Как исчез «квадрат», и очередной робот-почтовик вернулся на планету ни с чем. Как начались паника, споры и раздоры. Первые драки между колонистами, превратившиеся в перестрелки. Самодельные бомбы из топлива для ядерных станций и торпеды, изготовленные из синоптических высотных ракет.
Жуткая вспышка, столбы атомных грибов и бегство в тундру – пешком, в толпе растерянных, обожженных, полуодетых людей. Непонятные болезни, голод и промерзающие стены туннелей, пока не наладили энергетику. Периодические блокады, лишающие поставок хлеба от соседей. Регулярные стычки, взорванные жилые туннели, сгоревшие теплицы, возведенные с таким трудом. Эпидемии оленей – явно искусственного происхождения.
– Мы вымираем, Крюков. Это я вам говорю, как биолог. Наш сектор – восемь тысяч человек. Двадцать лет назад было двенадцать тысяч. У китайцев чуть получше, у американцев – похуже, но картина подобная. Если Земля немедленно не поможет, то через пару поколений на проекте «Парис» можно будет ставить крест.
– А если объединить усилия секторов? – осторожно спросил я.
– Никогда, – скривилась она, – наши дети рождаются с убеждением, что по ту сторону тундры – смертельные враги. Такие, как я, помнят войну. А там помнят наши ракеты с ядерными зарядами.

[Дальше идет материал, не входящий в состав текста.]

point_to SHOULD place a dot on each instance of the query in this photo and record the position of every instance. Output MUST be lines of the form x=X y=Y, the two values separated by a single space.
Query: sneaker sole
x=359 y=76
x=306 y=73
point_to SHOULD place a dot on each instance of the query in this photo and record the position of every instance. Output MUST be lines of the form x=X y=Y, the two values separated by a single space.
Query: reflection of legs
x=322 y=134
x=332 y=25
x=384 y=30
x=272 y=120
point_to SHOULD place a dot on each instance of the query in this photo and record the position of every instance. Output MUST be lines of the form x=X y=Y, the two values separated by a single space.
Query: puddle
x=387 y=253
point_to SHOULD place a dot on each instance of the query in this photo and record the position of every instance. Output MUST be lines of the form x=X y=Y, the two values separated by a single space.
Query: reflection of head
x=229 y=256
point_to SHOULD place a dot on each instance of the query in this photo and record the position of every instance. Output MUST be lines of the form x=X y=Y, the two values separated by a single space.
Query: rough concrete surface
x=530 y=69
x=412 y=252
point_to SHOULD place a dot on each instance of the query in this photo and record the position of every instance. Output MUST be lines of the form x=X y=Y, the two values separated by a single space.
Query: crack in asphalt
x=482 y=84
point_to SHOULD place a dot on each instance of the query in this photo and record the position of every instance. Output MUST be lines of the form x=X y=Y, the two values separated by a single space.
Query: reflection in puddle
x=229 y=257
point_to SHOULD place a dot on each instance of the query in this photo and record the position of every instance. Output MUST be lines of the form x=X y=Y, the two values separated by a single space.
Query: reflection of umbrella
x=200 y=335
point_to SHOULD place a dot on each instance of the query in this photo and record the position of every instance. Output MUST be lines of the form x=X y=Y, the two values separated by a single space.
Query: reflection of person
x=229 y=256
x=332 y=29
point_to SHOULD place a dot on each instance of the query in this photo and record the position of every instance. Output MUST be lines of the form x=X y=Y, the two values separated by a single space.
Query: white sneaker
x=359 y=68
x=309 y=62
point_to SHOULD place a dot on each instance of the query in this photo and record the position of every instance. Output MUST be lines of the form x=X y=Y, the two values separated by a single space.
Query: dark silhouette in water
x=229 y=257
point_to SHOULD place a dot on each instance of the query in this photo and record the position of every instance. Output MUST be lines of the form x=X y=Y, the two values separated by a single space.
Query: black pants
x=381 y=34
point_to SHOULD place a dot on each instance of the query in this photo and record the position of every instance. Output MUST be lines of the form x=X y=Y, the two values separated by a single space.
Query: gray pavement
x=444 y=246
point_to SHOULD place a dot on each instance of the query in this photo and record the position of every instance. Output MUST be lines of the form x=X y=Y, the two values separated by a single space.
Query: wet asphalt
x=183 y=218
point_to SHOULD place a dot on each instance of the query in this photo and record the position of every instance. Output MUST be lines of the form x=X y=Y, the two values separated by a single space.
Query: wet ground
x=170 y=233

– Что за грех висит на Громове?
– Говорят, что первые ракеты запустил именно он. Он отставник, до экспедиции на Парис служил в боевом космофлоте. Но я вам этого не говорила.
– Еще два рейса, – сказал Громов водителю грузовика. Тот кивнул, вытер чумазый лоб и полез в кабину.

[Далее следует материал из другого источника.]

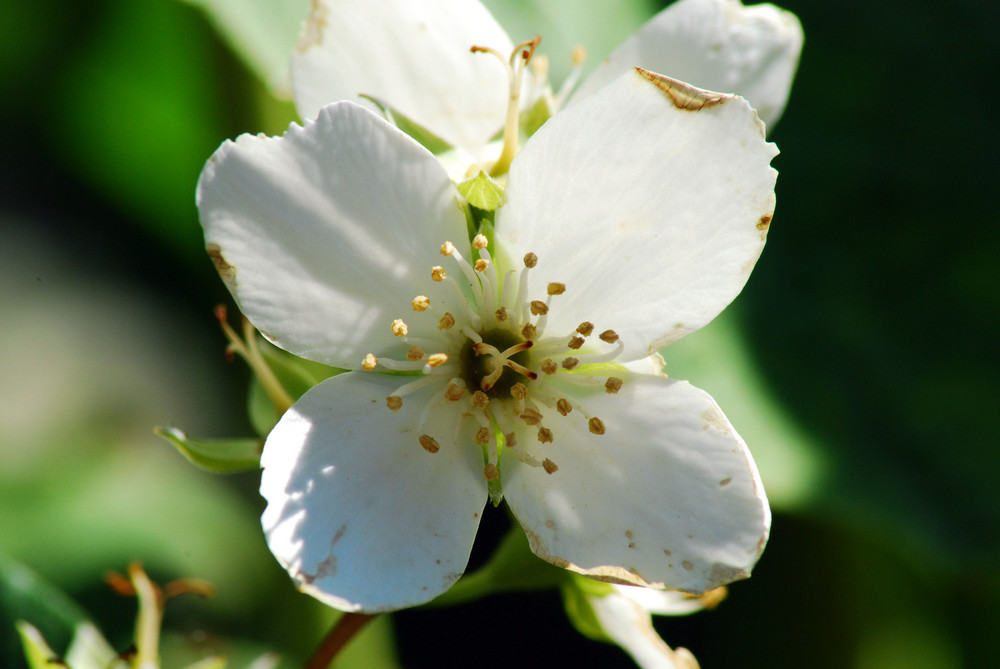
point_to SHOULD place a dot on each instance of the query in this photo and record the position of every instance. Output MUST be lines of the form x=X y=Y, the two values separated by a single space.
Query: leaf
x=221 y=456
x=482 y=192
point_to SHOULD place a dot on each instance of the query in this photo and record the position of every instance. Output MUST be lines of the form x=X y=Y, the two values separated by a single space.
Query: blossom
x=415 y=56
x=519 y=364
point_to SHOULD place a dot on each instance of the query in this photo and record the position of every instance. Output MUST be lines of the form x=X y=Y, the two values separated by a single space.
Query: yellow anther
x=480 y=399
x=437 y=359
x=446 y=322
x=609 y=336
x=538 y=308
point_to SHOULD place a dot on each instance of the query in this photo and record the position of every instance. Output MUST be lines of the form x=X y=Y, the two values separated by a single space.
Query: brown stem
x=337 y=638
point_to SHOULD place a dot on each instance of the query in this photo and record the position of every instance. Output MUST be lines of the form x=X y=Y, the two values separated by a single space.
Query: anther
x=531 y=416
x=437 y=359
x=596 y=425
x=446 y=322
x=609 y=336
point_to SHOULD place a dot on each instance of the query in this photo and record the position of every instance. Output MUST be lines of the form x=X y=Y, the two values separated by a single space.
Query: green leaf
x=221 y=456
x=482 y=192
x=424 y=137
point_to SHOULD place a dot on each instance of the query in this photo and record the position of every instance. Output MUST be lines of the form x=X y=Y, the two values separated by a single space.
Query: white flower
x=415 y=56
x=520 y=367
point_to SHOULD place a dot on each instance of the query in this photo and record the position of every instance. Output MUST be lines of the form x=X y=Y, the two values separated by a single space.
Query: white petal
x=630 y=626
x=668 y=497
x=363 y=517
x=326 y=234
x=650 y=200
x=414 y=56
x=718 y=45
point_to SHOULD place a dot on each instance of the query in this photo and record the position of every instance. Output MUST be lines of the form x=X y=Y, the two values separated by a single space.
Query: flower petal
x=650 y=200
x=326 y=234
x=667 y=497
x=413 y=55
x=363 y=517
x=719 y=45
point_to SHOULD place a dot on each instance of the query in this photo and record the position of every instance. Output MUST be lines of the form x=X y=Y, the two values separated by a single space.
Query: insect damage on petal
x=683 y=96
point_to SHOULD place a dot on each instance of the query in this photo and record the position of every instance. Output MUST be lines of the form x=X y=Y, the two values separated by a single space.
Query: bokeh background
x=860 y=363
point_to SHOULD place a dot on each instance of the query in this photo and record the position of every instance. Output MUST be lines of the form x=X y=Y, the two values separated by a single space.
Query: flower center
x=496 y=363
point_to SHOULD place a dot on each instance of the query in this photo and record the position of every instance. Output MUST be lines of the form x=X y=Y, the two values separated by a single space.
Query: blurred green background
x=860 y=363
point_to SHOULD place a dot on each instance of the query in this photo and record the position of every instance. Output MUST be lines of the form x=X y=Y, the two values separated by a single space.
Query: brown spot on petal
x=225 y=270
x=683 y=96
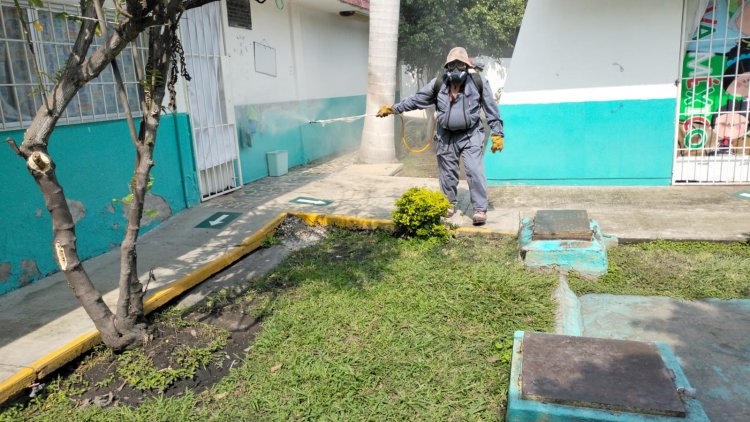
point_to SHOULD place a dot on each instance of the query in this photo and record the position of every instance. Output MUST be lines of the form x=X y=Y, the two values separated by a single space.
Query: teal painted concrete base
x=590 y=143
x=520 y=410
x=587 y=257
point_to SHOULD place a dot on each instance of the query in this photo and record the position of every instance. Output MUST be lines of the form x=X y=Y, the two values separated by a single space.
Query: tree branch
x=192 y=4
x=30 y=45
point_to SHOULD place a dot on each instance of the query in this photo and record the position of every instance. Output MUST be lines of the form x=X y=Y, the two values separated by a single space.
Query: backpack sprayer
x=347 y=119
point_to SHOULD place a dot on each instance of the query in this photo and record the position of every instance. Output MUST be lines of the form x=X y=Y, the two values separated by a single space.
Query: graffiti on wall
x=714 y=110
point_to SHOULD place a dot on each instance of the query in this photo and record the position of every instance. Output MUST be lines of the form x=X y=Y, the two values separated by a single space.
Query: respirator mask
x=456 y=71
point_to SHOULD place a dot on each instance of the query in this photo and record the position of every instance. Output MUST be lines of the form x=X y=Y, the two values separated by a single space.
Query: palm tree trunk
x=378 y=144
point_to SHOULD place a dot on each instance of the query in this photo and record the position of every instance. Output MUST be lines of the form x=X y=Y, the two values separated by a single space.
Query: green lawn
x=687 y=270
x=363 y=326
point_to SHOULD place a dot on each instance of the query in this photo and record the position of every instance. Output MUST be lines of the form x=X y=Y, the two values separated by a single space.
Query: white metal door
x=214 y=134
x=713 y=134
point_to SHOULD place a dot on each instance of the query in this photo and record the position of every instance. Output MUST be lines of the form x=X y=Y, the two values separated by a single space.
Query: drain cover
x=616 y=375
x=561 y=225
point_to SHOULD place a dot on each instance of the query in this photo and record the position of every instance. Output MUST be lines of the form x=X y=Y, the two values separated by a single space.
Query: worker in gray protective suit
x=460 y=133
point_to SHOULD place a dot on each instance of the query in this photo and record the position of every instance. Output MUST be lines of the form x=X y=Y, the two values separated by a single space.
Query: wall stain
x=29 y=272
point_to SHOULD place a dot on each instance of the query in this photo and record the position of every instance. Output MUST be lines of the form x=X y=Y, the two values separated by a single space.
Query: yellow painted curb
x=47 y=364
x=343 y=221
x=485 y=232
x=16 y=383
x=56 y=359
x=198 y=276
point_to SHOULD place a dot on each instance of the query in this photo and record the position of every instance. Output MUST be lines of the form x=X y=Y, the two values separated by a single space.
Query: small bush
x=418 y=214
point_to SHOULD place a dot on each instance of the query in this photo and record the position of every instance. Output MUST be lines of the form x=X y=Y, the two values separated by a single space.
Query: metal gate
x=713 y=144
x=214 y=135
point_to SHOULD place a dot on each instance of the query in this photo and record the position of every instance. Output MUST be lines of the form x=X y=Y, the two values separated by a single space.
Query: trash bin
x=278 y=162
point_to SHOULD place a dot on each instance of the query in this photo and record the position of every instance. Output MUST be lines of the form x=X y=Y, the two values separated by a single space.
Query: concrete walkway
x=41 y=318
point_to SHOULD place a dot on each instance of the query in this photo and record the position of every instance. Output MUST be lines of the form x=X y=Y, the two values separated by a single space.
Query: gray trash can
x=278 y=162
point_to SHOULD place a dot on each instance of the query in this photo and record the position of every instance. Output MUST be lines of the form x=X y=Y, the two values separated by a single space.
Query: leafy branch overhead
x=124 y=325
x=428 y=30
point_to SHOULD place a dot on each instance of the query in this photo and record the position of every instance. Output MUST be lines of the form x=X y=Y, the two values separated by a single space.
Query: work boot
x=479 y=218
x=450 y=211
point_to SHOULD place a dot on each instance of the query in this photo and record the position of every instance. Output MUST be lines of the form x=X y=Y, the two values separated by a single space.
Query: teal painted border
x=95 y=163
x=520 y=410
x=624 y=142
x=263 y=128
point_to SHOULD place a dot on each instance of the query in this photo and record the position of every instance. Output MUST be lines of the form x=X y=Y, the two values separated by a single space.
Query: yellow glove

Ящики и контейнеры ждали своей очереди. Те, что полегче, грузили на оленьи и собачьи упряжки.
Громов похлопал по обшивке «Джейрана».
– Отличный кораблик. А такие двигатели в мое время только начали обсуждать. Я тогда командовал корветом типа «Урал», неплохая посудина, но этот – что-то замечательное.
– Да, – кивнул я, – машина классная. Скорость и маневренность на уровне. Хороший был сторожевик. Жаль, оружие демонтировано.
Сказал и осекся.
Громов схватил меня за рукав, потащил в сторону от погонщиков. Зашептал:
– Вот, вижу нашего брата-офицера. Ты же все понимаешь, друг. С оружием разберемся: выкинем все лишнее, освободим место, установим. Есть у нас и торпеды, и лазеры – самодельные, конечно, но неплохие.
– Зачем? – не понял я.
– Как это – зачем?! – чуть не захлебнулся Громов, – да на такой машине и желтомордых, и янкесов – на колени. Да и Кормушку, раздолбаев этих без царя в голове – к ногтю. Месяц – и весь Парис наш.
– Это же война. Кровь опять.
– Разумеется, без крови не обойдется. Но не тебе же бояться крови, боевому офицеру. А целая планета к ногам Императрицы – вот это да! Будет, о чем отчитаться по возвращении. Адмиралом станешь, точно тебе говорю. А я – генерал-губернатором.
У него горели глаза, и пальцы его судорожно сжимали мой рукав.
Стало не по себе.
Я вырвал руку. Сказал:
– Нет. Этого не будет.
– Твое последнее слово? – прищурился Громов, – хорошо подумал? Я ведь могу попросить не тебя, а твоего шкипера. А уж девку заставить – раз плюнуть. Против девок методы – мои самые любимые.
Я схватил его за грудки, зашипел в лицо:
– К Саше подойдешь – я тебе нос отгрызу. А печень твою…
Не успел договорить. Громов сунул мне в живот парализатор.